Saturday, September 25, 2004
First Encounter
"What the hell am I thinking?"

This is the thought that grips my brain as I ramble down the dorm steps. It's about 8:30. I've been working since about noon, and it's time for a break. I have my keys in one hand and a Pedro the Lion bootleg in the other. I have this habit of carrying my keys in my right hand. I just seem to forget I do have pockets for them. The question does not register at all to my feet that have set their course posthaste for the administration building. Of course, my feet never were much for thinking.

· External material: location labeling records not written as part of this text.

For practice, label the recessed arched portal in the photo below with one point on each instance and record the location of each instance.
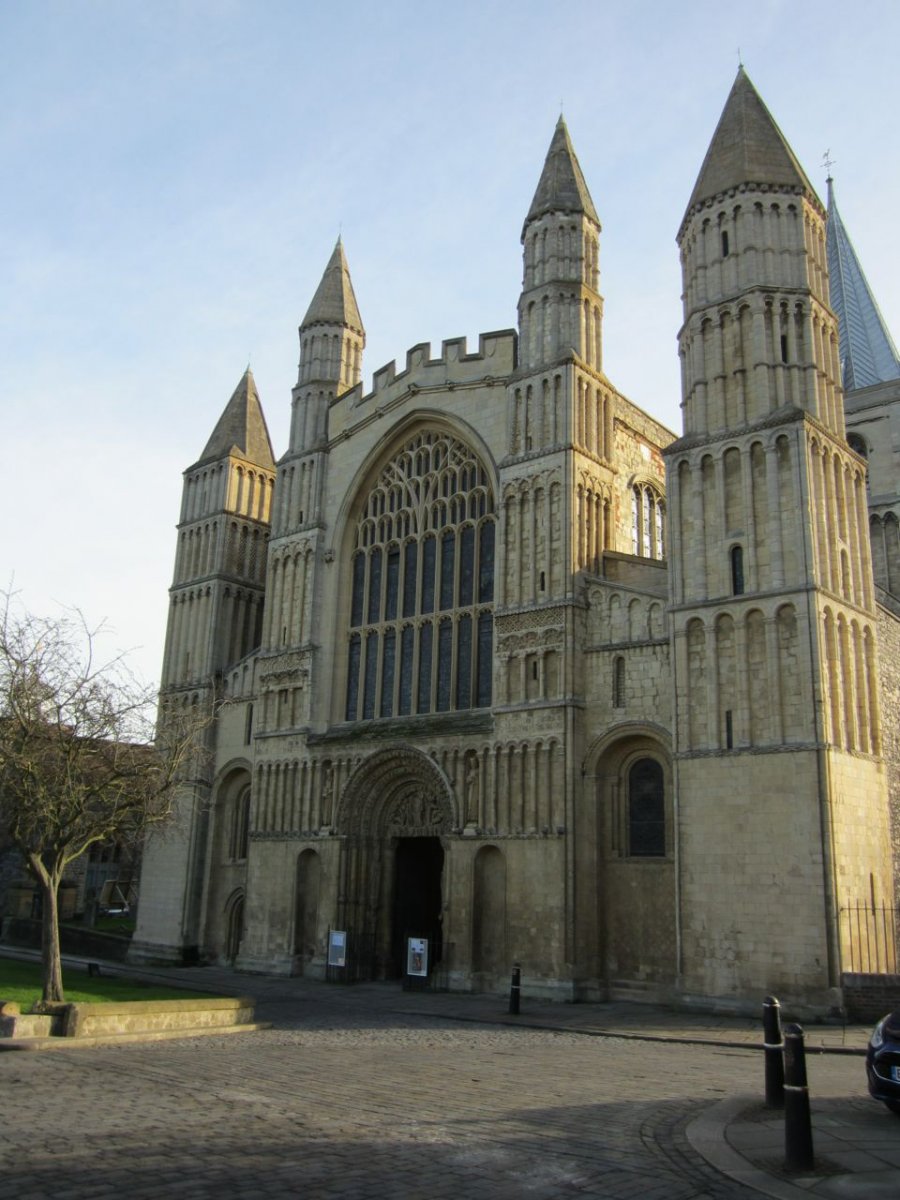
(394, 816)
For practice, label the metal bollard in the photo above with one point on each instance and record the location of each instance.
(515, 989)
(798, 1122)
(773, 1048)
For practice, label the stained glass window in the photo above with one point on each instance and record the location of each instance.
(425, 545)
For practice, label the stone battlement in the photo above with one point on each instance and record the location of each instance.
(495, 358)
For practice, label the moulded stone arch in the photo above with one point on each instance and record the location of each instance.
(397, 790)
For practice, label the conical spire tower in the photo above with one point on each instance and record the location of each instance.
(771, 581)
(220, 569)
(559, 310)
(241, 429)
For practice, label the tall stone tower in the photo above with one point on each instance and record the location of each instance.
(780, 783)
(215, 617)
(331, 342)
(557, 514)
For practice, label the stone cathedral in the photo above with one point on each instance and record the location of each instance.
(501, 661)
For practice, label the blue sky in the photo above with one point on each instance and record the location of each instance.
(177, 174)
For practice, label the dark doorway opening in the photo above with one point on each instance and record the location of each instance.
(418, 864)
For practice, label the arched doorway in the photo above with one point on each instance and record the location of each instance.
(234, 931)
(394, 815)
(418, 901)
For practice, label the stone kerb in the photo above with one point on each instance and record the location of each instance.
(127, 1020)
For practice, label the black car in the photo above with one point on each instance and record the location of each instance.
(882, 1061)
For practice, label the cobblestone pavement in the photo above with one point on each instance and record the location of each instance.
(349, 1098)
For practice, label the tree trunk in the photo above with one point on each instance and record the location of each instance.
(51, 958)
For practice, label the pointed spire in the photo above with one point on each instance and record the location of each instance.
(867, 348)
(241, 427)
(562, 187)
(747, 148)
(335, 303)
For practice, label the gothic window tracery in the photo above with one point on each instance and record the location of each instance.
(421, 579)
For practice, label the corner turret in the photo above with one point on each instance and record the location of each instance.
(559, 310)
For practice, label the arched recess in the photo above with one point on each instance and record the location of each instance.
(233, 925)
(631, 768)
(228, 852)
(306, 910)
(395, 815)
(489, 916)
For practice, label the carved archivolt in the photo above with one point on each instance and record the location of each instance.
(399, 792)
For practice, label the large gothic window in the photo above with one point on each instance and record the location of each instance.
(421, 579)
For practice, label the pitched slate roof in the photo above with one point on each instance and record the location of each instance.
(867, 348)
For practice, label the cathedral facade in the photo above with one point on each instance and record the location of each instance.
(501, 663)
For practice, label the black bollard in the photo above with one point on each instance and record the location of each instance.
(515, 989)
(798, 1122)
(773, 1047)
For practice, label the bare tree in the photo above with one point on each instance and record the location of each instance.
(83, 759)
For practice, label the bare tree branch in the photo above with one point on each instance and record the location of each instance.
(84, 756)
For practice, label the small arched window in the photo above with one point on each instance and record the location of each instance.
(737, 570)
(618, 682)
(646, 810)
(648, 522)
(240, 826)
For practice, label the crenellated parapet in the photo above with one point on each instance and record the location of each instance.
(455, 367)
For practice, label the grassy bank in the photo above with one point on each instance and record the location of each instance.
(22, 982)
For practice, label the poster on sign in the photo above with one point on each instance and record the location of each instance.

Last week I learned that the Nicholasville bowling alley isn't the greatest spot for holding group conversations. One-on-one conversations, however, work just nicely in the eclectic cacophany of booty music and clattering bowling pins. Thusly, I also learned that she started her job this evening at the switchboard in the administration office. I knew from a brief previous exchange that she was a fan of Pedro the Lion.

Surely, she would appreciate the bootleg CD, no? Surely, she could use some company at the end of her shift, no? I mean, who calls the Asbury 800-number at 9 pm on a Friday? And that administration building is a pretty spooky place at night when there's not a soul to be seen. The lobby is populated by blank-faced, staring busts and portraits on the wall that may as well have been stolen from a Scooby Doo haunted house. Then there's the mural on the wall with the Mark Twain looking guy shooting thunder bolts from his fingertips all Harry Potter style. Bottom line, it's not exactly the place I'd want to be spending my Friday night.

Still, this is not a person I know extremely well. We had exchanged a couple hellos in passing. The bowling alley exchange had been the first since a brief conversation during orientation. I am not usually this forward. Just what am I doing?

The atmosphere between mixed company is an odd beast at the seminary, to say the least. There was something unnatural about the interaction between guys and gals at my Christian undergrad school. I daresay it was unhealthy. The campus emanated this obsession with being coupled up and married. One could not cross the school grounds without knowing that was married or quickly moving in that direction. The attitude seemed to be that this would be the last place one would ever be around Christian singles. Ever. The outbreak of weddings immediately following graduation each May was ridiculous.

To be honest, I expected this same warped attitude of Christian singles at the seminary, and I was not looking forward to it. But it is different here. Still weird, but different. Still unhealthy. Immediately upon arriving on campus there are comments flying left and right about gals being desperate and guys being on the prowl. Everybody's looking for a spouse. This is great just great. These are not rumors, either. You can pick these people in crowd. It is kind of funny sometimes. Mostly not, though. More sad. One would think that the future Methodist leaders of the world have a better grapple on how to deal with their brothers and sisters in Christ and move on from the Junior High Dance Syndrome.

Maybe it's because of the disproportion of guys to gals, or of the married guys to the "seekers." Or that the ladies that are here are educated, career-minded, independent gals, while some of the guys are nursing unfulfilled expectations from their college days. Or maybe that pretty much everybody attracted to a seminary struggles with some degree of anti-socialabiltiy as their own personal El Guapo.

Anyway, everybody knows Creepy Seminary Guy. He's more a type than a specific individual. He's the guy who walks up to a crowd of mixed company and zeroes in on one lady and ignores everyone else in the group. I am serious, it happens. I was at a church function with another guy. This girl I had seen on campus, who I had thought was kind of cute, comes over to talk to us, and the first thing out of her mouth is how you have got to be wary of those weird seminary guys. What are you supposed to say to that? "Uh, yeah, we try to stay away from them, too."

So this is my stigma I am up against. Not just Pedro's own personal demons, but now there is Creepy Seminary Guy. Those are the hurdles to leap just to initiate even a friendship with the opposite sex. I can count on one hand the times I have chatted with this young lady, on maybe three fingers, in the last month. I am tracking her down at her job, cornering her where she cannot run away. I am Creepy Seminary Guy. Why am I doing this?

I cannot really tell if that is her at the desk. The hallway is too dark. It throws me off my planned witty entrance. She recognizes me first and smiles. It is not a suprised smile. But not like she expects me, either. Just very natural. As if my being there in an empty building on a Friday night should not be out of the ordinary.

We talk until her shift is up at 10. Never an awkward moment. She is in the counseling program. She went to Greeville College where she studied counseling. She is an only child. Her step-dad is a Methodist minister. She goes to the Wilmore Free Methodist Church. She digs indie music. She's in Kingdom, Church and World (but not my section). She's playing intramural tennis, and she's a bit apphrehensive about that as not enough ladies signed up, so she is paired against guys. I offer to play her sometime if it would help her self-esteem.

Smooth, I know.

I walked with her back to her dorm. I did not ask. It just seemed like a natural progression of the conversation. She seemed to genuinely enjoy the company.

I did not feel like Creepy Seminary Guy at all. Because I am not.

Rather, I walked back to my room buzzing with that feeling of not having gone wrong yet.